The sources of these problems are in policy, society, politics, culture etc. and they will test humanity's maturity. But in science and technology themselves, there are far more reasons to hope than to despair. Though the technology of destruction gets ever more powerful, with ever more deadly unintended consequences, the technology of hope also improves. Though obscured by propaganda and inattention, many clean energy technologies are already practical, efficient and cost-effective, or soon will be. If resources are devoted to them, and other socially beneficial uses of computer technology, then humanity has a fighting chance. But as usual, it is not the technology or the science that is the chief problem. It's what society does and doesn't do, which is a much more complex problem than any in rocket science.

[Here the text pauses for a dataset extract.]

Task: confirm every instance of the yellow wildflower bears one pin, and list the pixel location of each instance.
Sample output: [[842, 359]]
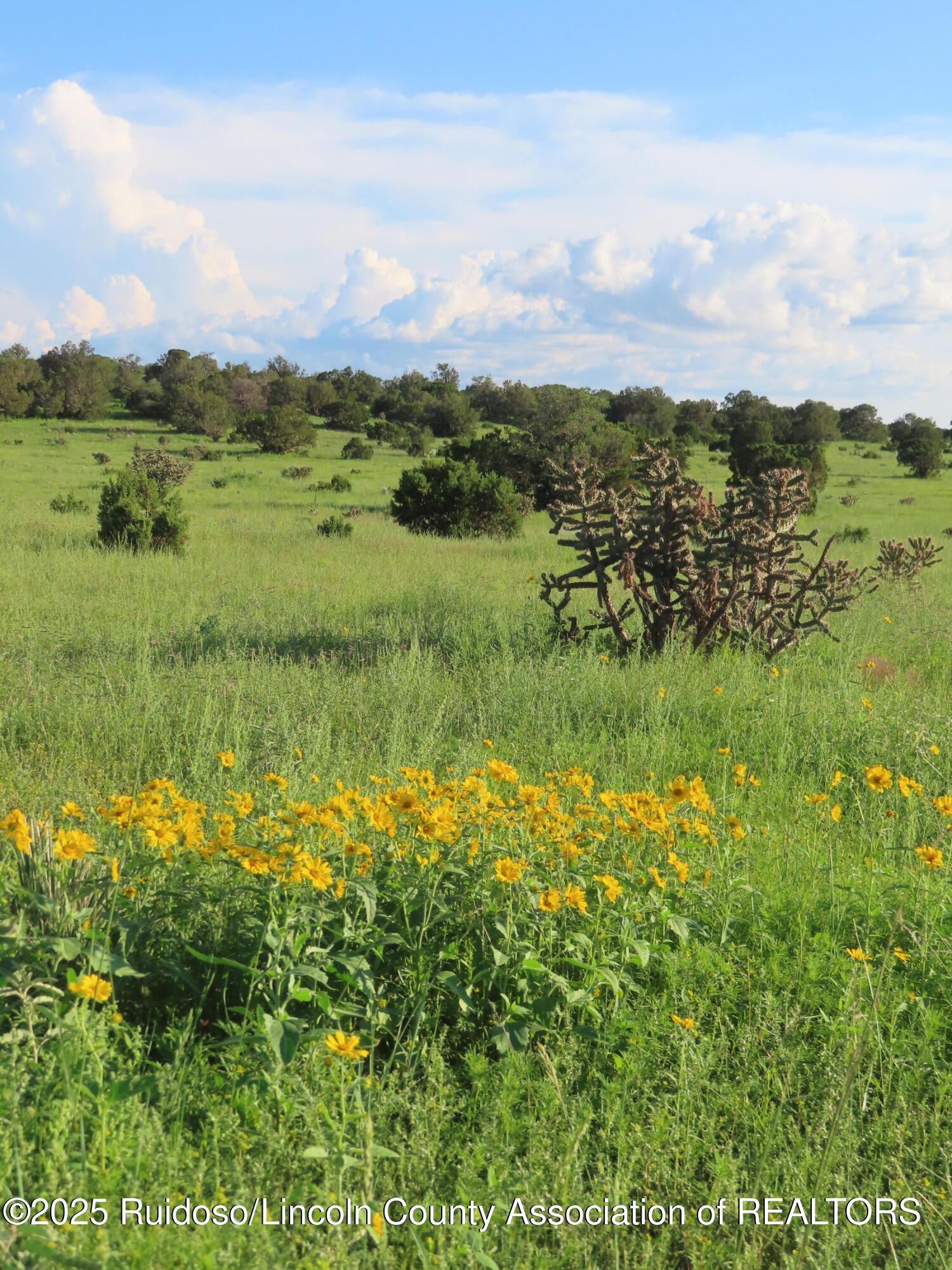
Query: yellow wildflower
[[346, 1047], [680, 868], [510, 871], [879, 778], [614, 888], [550, 901], [73, 845], [93, 987]]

Science itself is poised to develop a virtual theory of everything in the next fifty years, bringing together physics and cosmology, "brain science," biology, psychology, ecology, systems theory, etc. as well as less currently reputable areas of conjecture, such as ESP. This will be due not only to advances within sciences, but to increasing cross-fertilization among sciences (and those brave individuals who produce books for the general reader that attempt synthesis), and to increasing acceptance by scientists of data from sources and categories previously scorned as non-scientific, such as the investigations into mind that Tibetan Buddhists have been conducting for centuries, the myths and stories and approach to life of indigenous cultures, and the so-called psychic phenomena. Even in the past twenty years, previously out-of-bounds ideas have become accepted, such as relationships of mind and body.

But a period of chaos and societal breakdowns could slow or end such a quest. Or it may come too late, like the woman in Douglas Adams' "Hitchhiker's Guide to the Galaxy," who suddenly comes up with the perfect workable formula for world peace, but a moment later the Earth is destroyed by a spaceship, paving the way for an interstellar highway.

Political activity to oppose destructive use of technologies and encourage positive uses and development will be important, but its effectiveness is likely to be limited without major shifts in how individuals and polities view themselves and the world. Science, together with other modes of thought, can provide those insights, which would include (it seems to me) concepts from Jungian psychology, Gregory Bateson and systems theory, and Buckminster Fuller's anticipatory design science, as well as a broader, deeper and more thorough ecological ethic.

We must reconnect and recommit ourselves to the future. We must enact hope where hope must exist: in the present.